EU sagt syrischer Übergangsregierung weitere Unterstützung zu
Während in Aleppo kurdische Stadtteile von Regierungstruppen belagert und bombardiert werden, sagt EU-Kommissionspräsidentin Ursula von der Leyen der syrischen Übergangsregierung weitere politische und finanzielle Unterstützung zu.
Die Europäische Union hat der syrischen Übergangsregierung weitere politische und finanzielle Unterstützung zugesagt – trotz anhaltender Angriffe auf die kurdische Zivilbevölkerung in Aleppo. Beim ersten offiziellen Besuch in Damaskus traf EU-Kommissionspräsidentin Ursula von der Leyen am Freitag den selbsternannten Übergangspräsidenten Ahmed al-Scharaa und stellte eine enge Zusammenarbeit beim Wiederaufbau des Landes in Aussicht.

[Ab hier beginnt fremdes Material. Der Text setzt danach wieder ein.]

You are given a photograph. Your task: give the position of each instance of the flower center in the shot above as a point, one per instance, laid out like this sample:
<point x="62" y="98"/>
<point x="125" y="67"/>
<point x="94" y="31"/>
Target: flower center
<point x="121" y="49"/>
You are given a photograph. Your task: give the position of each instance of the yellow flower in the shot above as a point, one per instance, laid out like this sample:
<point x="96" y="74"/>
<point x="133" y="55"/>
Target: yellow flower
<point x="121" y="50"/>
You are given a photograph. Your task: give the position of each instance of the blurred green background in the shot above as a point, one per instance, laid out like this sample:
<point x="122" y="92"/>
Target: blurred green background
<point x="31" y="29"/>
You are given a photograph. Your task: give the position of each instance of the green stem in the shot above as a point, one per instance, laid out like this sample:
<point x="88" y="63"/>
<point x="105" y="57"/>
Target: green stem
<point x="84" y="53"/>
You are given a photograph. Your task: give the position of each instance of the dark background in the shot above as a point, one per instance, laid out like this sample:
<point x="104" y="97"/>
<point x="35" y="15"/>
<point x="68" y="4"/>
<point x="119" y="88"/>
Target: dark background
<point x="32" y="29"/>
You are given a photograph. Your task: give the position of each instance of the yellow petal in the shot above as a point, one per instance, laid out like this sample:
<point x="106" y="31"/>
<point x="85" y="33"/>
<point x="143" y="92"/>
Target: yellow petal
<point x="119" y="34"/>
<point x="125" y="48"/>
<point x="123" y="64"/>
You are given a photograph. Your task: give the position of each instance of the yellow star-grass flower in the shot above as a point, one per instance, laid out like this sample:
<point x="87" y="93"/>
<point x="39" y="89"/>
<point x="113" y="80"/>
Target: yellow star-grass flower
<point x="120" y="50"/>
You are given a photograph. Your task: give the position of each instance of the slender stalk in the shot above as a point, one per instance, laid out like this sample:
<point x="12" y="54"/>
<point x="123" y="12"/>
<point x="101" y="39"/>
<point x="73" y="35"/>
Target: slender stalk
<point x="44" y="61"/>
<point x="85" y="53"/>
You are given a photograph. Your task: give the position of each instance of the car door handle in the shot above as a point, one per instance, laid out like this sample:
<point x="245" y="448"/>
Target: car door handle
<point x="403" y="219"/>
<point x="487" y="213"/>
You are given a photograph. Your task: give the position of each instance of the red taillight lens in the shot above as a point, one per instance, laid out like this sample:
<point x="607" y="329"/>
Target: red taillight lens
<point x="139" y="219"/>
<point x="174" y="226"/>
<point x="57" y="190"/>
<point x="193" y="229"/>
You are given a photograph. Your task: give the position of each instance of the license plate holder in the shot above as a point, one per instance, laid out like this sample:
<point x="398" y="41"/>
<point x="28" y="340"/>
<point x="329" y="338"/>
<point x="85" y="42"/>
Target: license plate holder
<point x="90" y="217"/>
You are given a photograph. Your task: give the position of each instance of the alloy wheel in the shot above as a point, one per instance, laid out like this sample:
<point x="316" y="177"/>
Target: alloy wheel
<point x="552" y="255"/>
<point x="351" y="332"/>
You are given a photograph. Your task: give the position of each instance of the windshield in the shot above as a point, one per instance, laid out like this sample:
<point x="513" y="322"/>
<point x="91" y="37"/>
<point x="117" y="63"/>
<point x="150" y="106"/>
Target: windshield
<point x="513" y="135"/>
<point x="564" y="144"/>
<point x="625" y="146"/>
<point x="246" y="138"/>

Die EU werde „alles in ihrer Macht stehende tun“, um Syrien beim Wiederaufbau zu helfen“, erklärte von der Leyen nach dem Termin auf der Plattform X. EU-Ratspräsident António Costa lobte das neue Regime in Damaskus sogar für „Fortschritte“ im Übergangsprozess und sprach von einem möglichen „Neuanfang“ in den Beziehungen.
Ignorierte Realität in Aleppo
Unbeantwortet blieben dabei die schweren Menschenrechtsverletzungen durch syrische Regierungstruppen und pro-türkische Milizen unter dem Kommando des Damaszener Verteidigungsministeriums in Aleppo. Seit Tagen belagern und bombardieren Einheiten der Übergangsregierung die überwiegend kurdischen Stadtteile Şêxmeqsûd, Eşrefiyê und Beni Zeyd im Norden der Stadt. Laut der nordostsyrischen Selbstverwaltung und ihren Institutionen wurden dabei zahlreiche Zivilist:innen getötet oder verletzt. Von systematischen Angriffen, Entführungen und dem Einsatz junger Kurd:innen als menschliche Schutzschilde ist die Rede.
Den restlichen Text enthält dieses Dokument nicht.